Biological significance of the differential requirement for TFIIA in activation of early and late genes.

HSV infection results in dramatic cellular changes, occurring at the levels of mRNA and protein abundance and posttranslational modification. At late times of infection, the expression of cellular proteins is greatly perturbed, suggesting that the composition and/or abundance of components of the Pol II transcriptional machinery may also be significantly altered. Northern blot analysis indicated that the expression of the smallest subunit of TFIIA decreased as a function of infection (Fig. 7). The viral functions that downregulate TFIIA expression are not currently known. However, this result suggests that TFIIA may not be as available for transcription late after infection. This of course would also depend on the stability and activity of the preexisting three-peptide subunits of TFIIA.
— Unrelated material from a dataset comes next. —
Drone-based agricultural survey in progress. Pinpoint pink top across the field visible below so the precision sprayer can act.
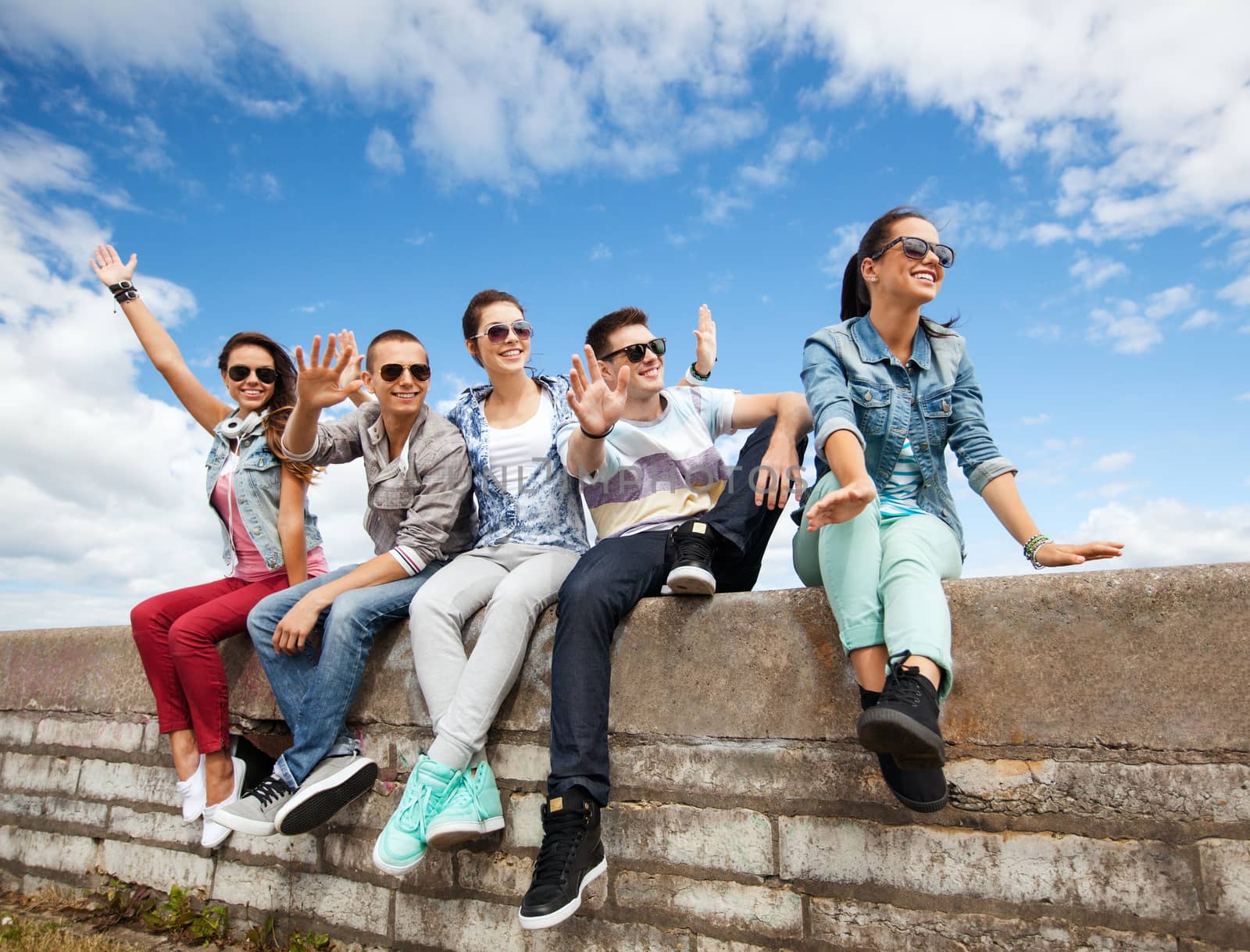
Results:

While INR elements have been found on most late promoters, they have not been found or described in early promoters. Therefore, it is possible that a reduction in TFIIA abundance may be one of the mechanisms functioning in the switch from early to late transcription. It is likely that this mechanism is not the only one functioning in this switch. Sp1, which is clearly involved in the transcription of early genes and immediate-early genes, is phosphorylated about the time early genes are shut off. This phosphorylated form of Sp1 is less active in transcription than uninfected cell Sp1 (53). Viral DNA replication is also involved in the switch from early to late gene transcription. In addition, TFIIA is required for activated transcription by VP16, Sp1, and the CCAAT binding protein. Since these activators are involved in immediate-early and early gene transcription, a reduction in TFIIA activity would also reduce the effect of these activators on immediate-early and early transcription.

ICP4 is a large complex molecule possibly with many features and functions that have yet to be recognized that allow it to activate transcription from a variety of promoters. In the context of lytic infection, it would follow that if components of the transcription machinery were changing as a function of infection, ICP4 might activate transcription by a variety of mechanisms involving different contacts with different cellular transcription factors. As presented here, TFIIA is required for efficient activation of early promoters but not late promoters. The decreased abundance of TFIIA late in infection may contribute to the switch from early to late transcription.